A feature of modern times is the fake nerd. That’s the guy who dresses and talks like he was a geeky kid growing up and now busies himself with science and math. The TV show Big Bang Theory plays on this. In reality these fake nerds are almost always toting liberal arts degrees of the soft kind, like sociology or psychology. These people are brought onto news chat programs to repeat conventional wisdom, but salt their language with statistics or references to science.
Sports TV has been infested with the fake nerds. Pablo Torre on ESPN is the prime example. He majored in journalism, yet pretends to be a math guy on TV. It is a fair bet he cannot do basic math with any degree of confidence, but there he is every day pretending to be a stat-nerd on TV. These guys cherry-pick language and concepts from stat-heavy sites that analyze trends. They don’t understand the math behind them, but they don’t have to, as their job is to play a role, like an actor.

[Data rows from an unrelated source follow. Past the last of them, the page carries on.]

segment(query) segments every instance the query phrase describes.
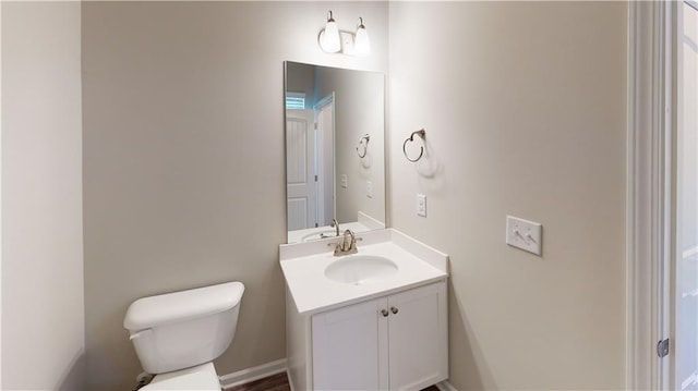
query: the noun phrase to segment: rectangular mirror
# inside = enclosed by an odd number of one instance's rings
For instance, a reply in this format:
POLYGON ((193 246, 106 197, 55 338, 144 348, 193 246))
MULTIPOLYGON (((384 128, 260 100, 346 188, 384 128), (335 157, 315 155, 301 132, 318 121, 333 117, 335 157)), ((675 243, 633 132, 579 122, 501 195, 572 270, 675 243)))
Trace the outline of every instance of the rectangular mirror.
POLYGON ((385 228, 385 76, 285 71, 288 243, 385 228))

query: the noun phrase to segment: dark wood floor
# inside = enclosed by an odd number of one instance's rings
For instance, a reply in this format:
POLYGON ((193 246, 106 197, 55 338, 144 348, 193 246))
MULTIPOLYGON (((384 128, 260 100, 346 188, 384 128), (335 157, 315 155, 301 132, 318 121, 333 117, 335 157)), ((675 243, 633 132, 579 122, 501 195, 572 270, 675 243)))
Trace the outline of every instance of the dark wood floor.
MULTIPOLYGON (((236 386, 227 391, 290 391, 286 372, 269 376, 246 384, 236 386)), ((438 391, 436 386, 428 387, 421 391, 438 391)))

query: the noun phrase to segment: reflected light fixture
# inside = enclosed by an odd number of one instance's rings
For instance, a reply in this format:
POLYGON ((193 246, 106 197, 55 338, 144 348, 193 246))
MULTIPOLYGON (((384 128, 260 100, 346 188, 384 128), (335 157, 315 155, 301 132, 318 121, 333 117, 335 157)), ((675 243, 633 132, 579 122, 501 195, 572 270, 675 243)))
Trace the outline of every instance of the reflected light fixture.
POLYGON ((337 28, 335 19, 332 17, 332 11, 328 11, 327 13, 327 25, 325 26, 325 29, 320 32, 318 40, 320 47, 327 53, 336 53, 341 48, 339 28, 337 28))
POLYGON ((354 36, 353 49, 357 56, 369 56, 371 53, 371 41, 369 40, 369 33, 363 25, 363 19, 359 17, 359 26, 357 27, 357 35, 354 36))

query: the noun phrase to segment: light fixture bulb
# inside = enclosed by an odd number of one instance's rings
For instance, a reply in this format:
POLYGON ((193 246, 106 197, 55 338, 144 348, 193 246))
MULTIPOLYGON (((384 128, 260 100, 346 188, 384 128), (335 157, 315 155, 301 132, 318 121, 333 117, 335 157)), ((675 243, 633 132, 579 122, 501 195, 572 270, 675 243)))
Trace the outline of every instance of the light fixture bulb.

The good news for the fake nerds is their rabbi is back in business. Nate Silver’s racket is back up and running with the help of ESPN. Silver is a bright guy, for sure, but he is an ideologue and that gets the best of him. He’s a lot like Richard Lewontin, who was undeniably smart, but consumed with ideology. So much so it led him to lie about his work and do so brazenly. That’s not to say Silver is a liar, but it shows the risk of allowing an ideologue to assume the role of empiricist.

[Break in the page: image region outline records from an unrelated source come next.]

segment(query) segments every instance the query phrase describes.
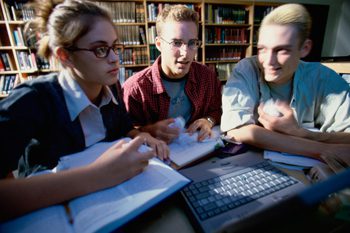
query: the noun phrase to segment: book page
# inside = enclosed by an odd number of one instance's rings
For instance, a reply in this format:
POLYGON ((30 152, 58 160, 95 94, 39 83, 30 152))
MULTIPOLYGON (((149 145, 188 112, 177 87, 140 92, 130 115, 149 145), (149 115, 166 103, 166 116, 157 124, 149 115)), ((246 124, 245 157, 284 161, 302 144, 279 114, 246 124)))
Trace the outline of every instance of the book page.
POLYGON ((0 224, 0 232, 73 233, 63 205, 50 206, 0 224))
POLYGON ((189 180, 158 159, 138 176, 70 202, 76 232, 108 232, 175 192, 189 180))
POLYGON ((218 126, 213 128, 213 134, 212 138, 198 142, 198 133, 192 136, 189 136, 187 133, 181 133, 179 138, 169 145, 171 161, 179 167, 183 167, 213 152, 216 146, 222 145, 218 126))

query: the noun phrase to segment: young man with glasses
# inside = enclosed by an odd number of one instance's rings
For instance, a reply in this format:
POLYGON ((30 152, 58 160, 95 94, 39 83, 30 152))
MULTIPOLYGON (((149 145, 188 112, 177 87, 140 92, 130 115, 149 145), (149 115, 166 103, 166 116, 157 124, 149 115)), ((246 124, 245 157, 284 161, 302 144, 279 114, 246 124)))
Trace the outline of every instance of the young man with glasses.
POLYGON ((169 143, 179 130, 169 127, 183 117, 198 140, 210 136, 221 116, 221 83, 205 65, 195 62, 198 13, 184 5, 167 6, 156 22, 155 63, 126 80, 124 101, 135 126, 169 143))

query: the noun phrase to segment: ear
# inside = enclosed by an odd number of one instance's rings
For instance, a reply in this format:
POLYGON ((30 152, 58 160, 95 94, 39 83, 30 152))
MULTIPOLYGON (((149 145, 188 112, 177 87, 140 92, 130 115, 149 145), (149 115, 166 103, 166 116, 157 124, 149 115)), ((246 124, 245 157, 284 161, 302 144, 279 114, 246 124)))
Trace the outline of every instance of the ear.
POLYGON ((156 37, 156 47, 158 49, 159 52, 162 52, 162 48, 160 47, 160 41, 161 39, 159 38, 159 36, 156 37))
POLYGON ((71 58, 69 56, 69 53, 67 50, 65 50, 64 48, 61 47, 57 47, 54 51, 55 56, 57 57, 57 59, 64 65, 64 66, 68 66, 68 67, 72 67, 73 63, 71 61, 71 58))
POLYGON ((310 53, 311 48, 312 48, 312 40, 306 39, 300 48, 300 57, 301 58, 306 57, 310 53))

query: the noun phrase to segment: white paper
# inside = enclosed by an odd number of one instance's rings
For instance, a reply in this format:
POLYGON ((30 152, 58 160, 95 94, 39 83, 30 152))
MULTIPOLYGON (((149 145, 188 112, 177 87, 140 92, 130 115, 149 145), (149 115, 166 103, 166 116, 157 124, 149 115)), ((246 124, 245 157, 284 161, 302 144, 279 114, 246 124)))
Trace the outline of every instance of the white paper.
POLYGON ((179 180, 188 182, 161 161, 153 159, 143 173, 131 180, 71 201, 74 229, 76 232, 115 229, 149 208, 143 205, 173 189, 179 180))
POLYGON ((288 153, 281 153, 281 152, 270 151, 270 150, 264 151, 264 158, 270 159, 271 161, 278 162, 278 163, 285 163, 285 164, 291 164, 291 165, 297 165, 297 166, 303 166, 303 167, 313 167, 317 164, 322 164, 321 161, 310 157, 288 154, 288 153))
POLYGON ((213 128, 213 134, 212 138, 198 142, 198 133, 192 136, 181 133, 179 138, 169 145, 170 159, 182 167, 213 152, 218 145, 222 145, 218 126, 213 128))

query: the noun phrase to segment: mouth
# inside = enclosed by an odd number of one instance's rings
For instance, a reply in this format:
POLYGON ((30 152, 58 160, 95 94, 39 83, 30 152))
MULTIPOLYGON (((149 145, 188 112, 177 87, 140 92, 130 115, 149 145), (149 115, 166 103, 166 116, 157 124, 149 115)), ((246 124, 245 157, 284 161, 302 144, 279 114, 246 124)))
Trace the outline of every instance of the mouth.
POLYGON ((176 64, 180 67, 186 67, 189 63, 189 61, 176 61, 176 64))
POLYGON ((280 67, 278 67, 278 68, 265 68, 265 73, 266 73, 266 74, 275 74, 275 73, 277 73, 279 70, 281 70, 280 67))
POLYGON ((114 69, 109 70, 107 73, 109 73, 109 74, 117 74, 118 72, 119 72, 119 68, 114 68, 114 69))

The application of statistics to human activity seems like a fool’s errand. Sports is a great example. Using advanced metrics has not helped gamblers. It may have helped some gamblers for a short time, but gambling is not just a math puzzle. Games of chance rely on human fallibility. That’s true of sports. The key to winning at sports gambling, for example, is to find the game outside the 90%. That means the possible outcomes within the 90% probability are not going to be winners for the gambler. You need the upsets and unexpected blowouts.
That said, the new religion of economics is legitimizing the use of statistics to public policy, because it opens the debate to corruption. Instead of focusing on desired ends, the focus is on process. The statistics make people think the outcomes are ordained and that what matters is how you get there. It’s why economics often looks a lot like tarot card reading. That assumption the future is written is never said, but it is often assumed, so process is all that matters.
It is a bit ironic. The last time this sort of materialist zeal got a purchase with the public was in the 19th century with Taylorism. That was the application of engineering to the work place to eliminate waste. Sounds a lot like what the new religion means by efficiency. Taylorism eventually gave us The Efficiency Movement. Progressives “such as Herbert Croly, Charles R. van Hise and Richard Ely sought to improve governmental performance by training experts in public service comparable to those in Germany, notably at the Universities of Wisconsin and Pennsylvania. Schools of business administration set up management programs oriented toward efficiency.”
Herbert Hoover was a big fan of this. Contrary to Progressive mythology, he was not a small government conservative. Like Nixon, he accepted the main arguments of the Left. He just picked the wrong party and, it turns out, the wrong time to be President. The point being that the last time our elites had a religious zeal for a new science of efficiency, promising to bring heaven on earth, they almost destroyed civilization. For that reason I wish Nate Silver and his fellow monks nothing but the worst.